200/- should be recovered from the advocate who absented himself. The right to execute that order is reserved with the party represented by Mr. A.K. Sanghi." 7. Following the principle of law laid down by the Supreme Court in the matter of Rafiq AIR 1981 SC 1400 (supra) to the fact of present case, it would appear that Mr. S.M. Mendhekar, counsel for the petitioner had regularly appeared before that Court and represented the petitioner-NTPC and petitioner-NTPC contested the appeal by filing of his own appeal as well as opposing the appeal preferred by the respondent No. 1/employee, in that case the Industrial Court ought to have heard the counsel for the petitioner-NTPC by adjourning the matter even for short while.
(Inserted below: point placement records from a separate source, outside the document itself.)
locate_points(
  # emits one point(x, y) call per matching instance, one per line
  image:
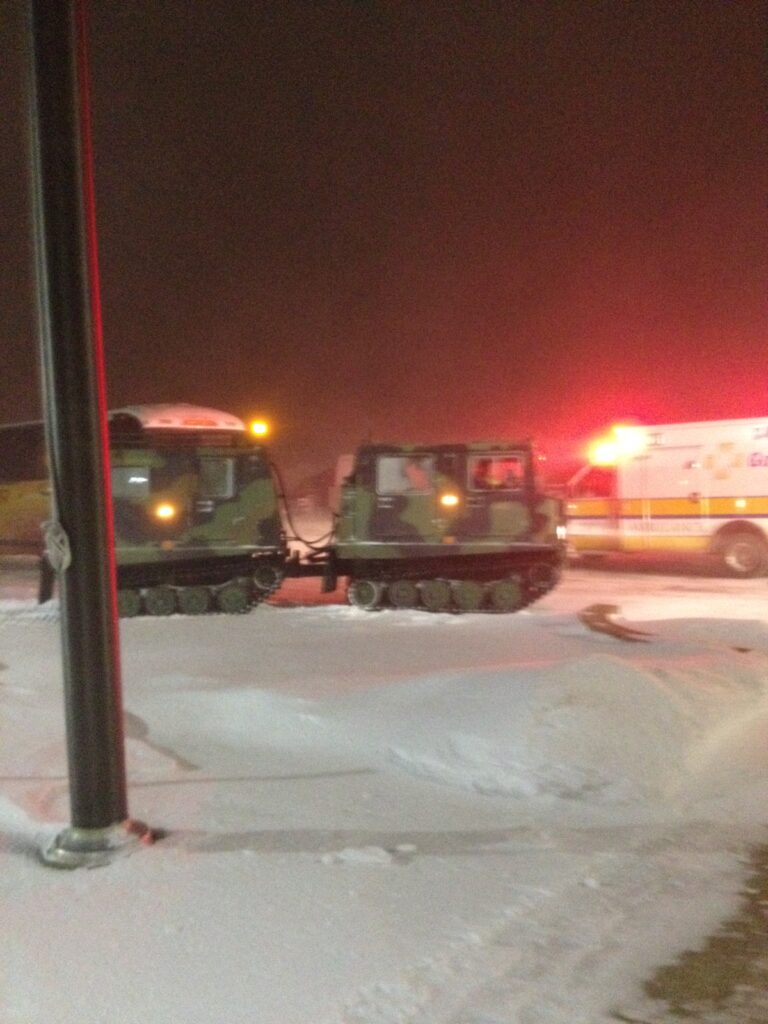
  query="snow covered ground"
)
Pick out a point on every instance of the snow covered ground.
point(393, 818)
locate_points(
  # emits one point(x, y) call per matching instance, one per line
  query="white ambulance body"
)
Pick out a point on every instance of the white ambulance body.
point(695, 487)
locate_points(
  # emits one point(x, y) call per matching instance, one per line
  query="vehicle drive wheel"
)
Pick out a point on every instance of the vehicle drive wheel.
point(435, 595)
point(366, 594)
point(233, 599)
point(744, 555)
point(160, 601)
point(402, 594)
point(468, 595)
point(505, 595)
point(194, 600)
point(129, 603)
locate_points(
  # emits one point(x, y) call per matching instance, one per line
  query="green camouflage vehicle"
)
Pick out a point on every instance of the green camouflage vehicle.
point(197, 519)
point(458, 527)
point(199, 515)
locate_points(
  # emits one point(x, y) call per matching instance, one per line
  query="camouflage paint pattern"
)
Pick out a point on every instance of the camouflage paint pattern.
point(242, 517)
point(381, 520)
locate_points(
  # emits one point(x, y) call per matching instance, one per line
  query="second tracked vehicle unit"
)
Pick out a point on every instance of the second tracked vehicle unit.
point(460, 527)
point(201, 522)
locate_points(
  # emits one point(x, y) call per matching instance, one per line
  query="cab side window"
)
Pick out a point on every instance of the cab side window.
point(403, 474)
point(599, 481)
point(496, 472)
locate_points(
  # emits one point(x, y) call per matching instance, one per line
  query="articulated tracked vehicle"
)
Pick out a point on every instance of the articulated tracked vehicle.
point(201, 521)
point(458, 527)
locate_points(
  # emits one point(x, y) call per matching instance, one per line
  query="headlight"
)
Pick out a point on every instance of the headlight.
point(165, 511)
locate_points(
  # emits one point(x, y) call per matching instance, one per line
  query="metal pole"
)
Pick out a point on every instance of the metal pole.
point(79, 539)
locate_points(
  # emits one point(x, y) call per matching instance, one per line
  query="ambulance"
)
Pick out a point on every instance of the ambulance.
point(676, 488)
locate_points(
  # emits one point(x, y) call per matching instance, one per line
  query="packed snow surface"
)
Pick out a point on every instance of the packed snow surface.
point(392, 818)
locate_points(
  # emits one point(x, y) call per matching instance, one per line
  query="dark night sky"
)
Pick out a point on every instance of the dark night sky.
point(417, 220)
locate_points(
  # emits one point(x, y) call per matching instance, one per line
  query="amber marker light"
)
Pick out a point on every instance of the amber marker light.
point(165, 511)
point(259, 428)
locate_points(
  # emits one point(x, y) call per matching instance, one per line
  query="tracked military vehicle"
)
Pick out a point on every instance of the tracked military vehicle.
point(200, 519)
point(460, 527)
point(197, 519)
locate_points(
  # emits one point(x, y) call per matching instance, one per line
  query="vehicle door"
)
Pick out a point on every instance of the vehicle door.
point(593, 510)
point(498, 497)
point(673, 505)
point(403, 498)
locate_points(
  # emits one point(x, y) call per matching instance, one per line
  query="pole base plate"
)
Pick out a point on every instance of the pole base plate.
point(95, 847)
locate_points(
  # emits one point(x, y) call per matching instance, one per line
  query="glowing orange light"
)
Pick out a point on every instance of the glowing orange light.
point(622, 442)
point(165, 510)
point(631, 440)
point(603, 453)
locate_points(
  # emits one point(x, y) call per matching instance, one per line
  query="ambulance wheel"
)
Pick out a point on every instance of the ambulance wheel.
point(366, 594)
point(744, 555)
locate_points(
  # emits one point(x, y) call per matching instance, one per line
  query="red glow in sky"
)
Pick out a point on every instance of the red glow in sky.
point(418, 221)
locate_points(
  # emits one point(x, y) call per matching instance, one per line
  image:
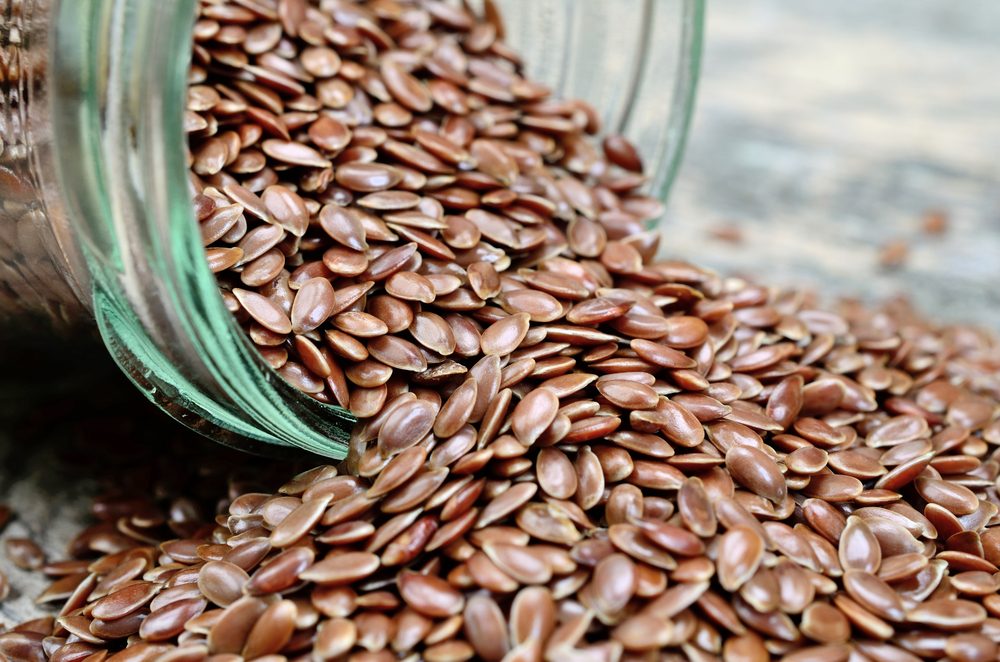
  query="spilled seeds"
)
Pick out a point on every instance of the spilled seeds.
point(566, 449)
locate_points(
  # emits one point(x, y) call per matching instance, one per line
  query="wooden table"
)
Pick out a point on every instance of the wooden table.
point(824, 130)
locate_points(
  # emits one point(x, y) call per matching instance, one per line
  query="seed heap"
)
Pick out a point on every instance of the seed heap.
point(567, 449)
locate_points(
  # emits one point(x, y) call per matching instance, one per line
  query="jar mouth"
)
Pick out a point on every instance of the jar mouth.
point(119, 73)
point(120, 86)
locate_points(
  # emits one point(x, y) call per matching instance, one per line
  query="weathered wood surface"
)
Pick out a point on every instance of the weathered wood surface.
point(824, 130)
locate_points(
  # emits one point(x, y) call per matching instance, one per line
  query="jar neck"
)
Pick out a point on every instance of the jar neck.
point(118, 86)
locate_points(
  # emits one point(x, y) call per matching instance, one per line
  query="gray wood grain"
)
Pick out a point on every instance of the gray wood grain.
point(826, 129)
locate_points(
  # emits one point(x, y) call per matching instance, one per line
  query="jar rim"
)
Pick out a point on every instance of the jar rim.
point(120, 88)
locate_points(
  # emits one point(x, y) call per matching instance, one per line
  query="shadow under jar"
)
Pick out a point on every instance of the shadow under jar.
point(96, 224)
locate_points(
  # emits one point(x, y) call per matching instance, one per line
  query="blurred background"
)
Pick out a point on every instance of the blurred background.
point(849, 146)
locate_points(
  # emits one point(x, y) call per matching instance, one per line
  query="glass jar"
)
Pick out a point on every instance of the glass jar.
point(95, 216)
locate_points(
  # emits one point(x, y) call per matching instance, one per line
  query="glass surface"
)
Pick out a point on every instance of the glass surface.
point(40, 270)
point(636, 61)
point(97, 206)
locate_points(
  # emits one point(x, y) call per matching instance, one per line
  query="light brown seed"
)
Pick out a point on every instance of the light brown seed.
point(859, 548)
point(505, 335)
point(556, 475)
point(429, 595)
point(406, 426)
point(341, 569)
point(222, 582)
point(755, 470)
point(314, 303)
point(533, 415)
point(740, 553)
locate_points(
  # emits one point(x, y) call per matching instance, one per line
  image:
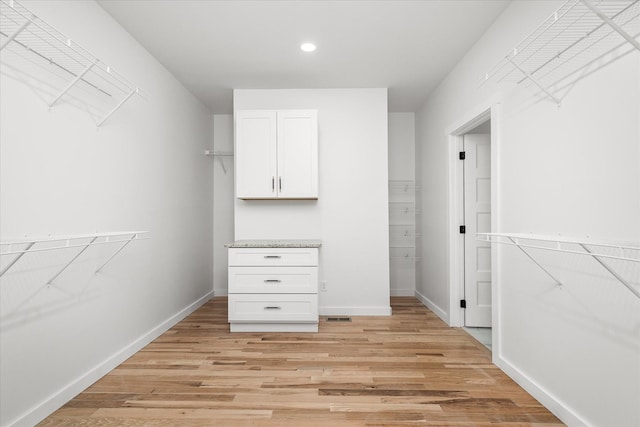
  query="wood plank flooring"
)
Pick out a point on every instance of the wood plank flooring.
point(408, 369)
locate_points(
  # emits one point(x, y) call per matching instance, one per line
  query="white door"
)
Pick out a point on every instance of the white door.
point(297, 154)
point(477, 218)
point(255, 154)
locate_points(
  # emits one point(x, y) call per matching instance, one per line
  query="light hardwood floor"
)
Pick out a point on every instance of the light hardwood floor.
point(408, 369)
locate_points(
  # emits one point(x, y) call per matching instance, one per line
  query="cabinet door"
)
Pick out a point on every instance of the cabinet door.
point(297, 154)
point(256, 154)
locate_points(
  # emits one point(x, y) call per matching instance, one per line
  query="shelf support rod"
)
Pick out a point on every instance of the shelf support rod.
point(4, 270)
point(222, 164)
point(16, 32)
point(135, 236)
point(530, 77)
point(117, 106)
point(610, 270)
point(70, 85)
point(72, 260)
point(535, 262)
point(612, 24)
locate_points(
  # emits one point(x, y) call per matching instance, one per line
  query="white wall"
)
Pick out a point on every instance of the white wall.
point(144, 169)
point(351, 213)
point(402, 160)
point(222, 200)
point(570, 170)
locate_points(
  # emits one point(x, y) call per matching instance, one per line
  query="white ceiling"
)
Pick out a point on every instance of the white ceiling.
point(214, 46)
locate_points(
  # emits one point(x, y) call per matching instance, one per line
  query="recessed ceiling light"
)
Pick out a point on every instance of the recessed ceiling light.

In view of aforesaid discussion, the writ petition is allowed to the extent indicated hereinabove. The Appeal filed by the petitioner being Appeal No. 154/MPIR Act/88 and Appeal filed by the respondent No. 1/employee being Appeal No. 213/MPIR Act/88 both and the applications are hereby set-aside. It is directed that both the Appeals be restored to its original number in the Industrial Court and be disposed of after proper opportunity of hearing to the parties and in accordance with law within a period of three months from the date of production of certified copy of this order.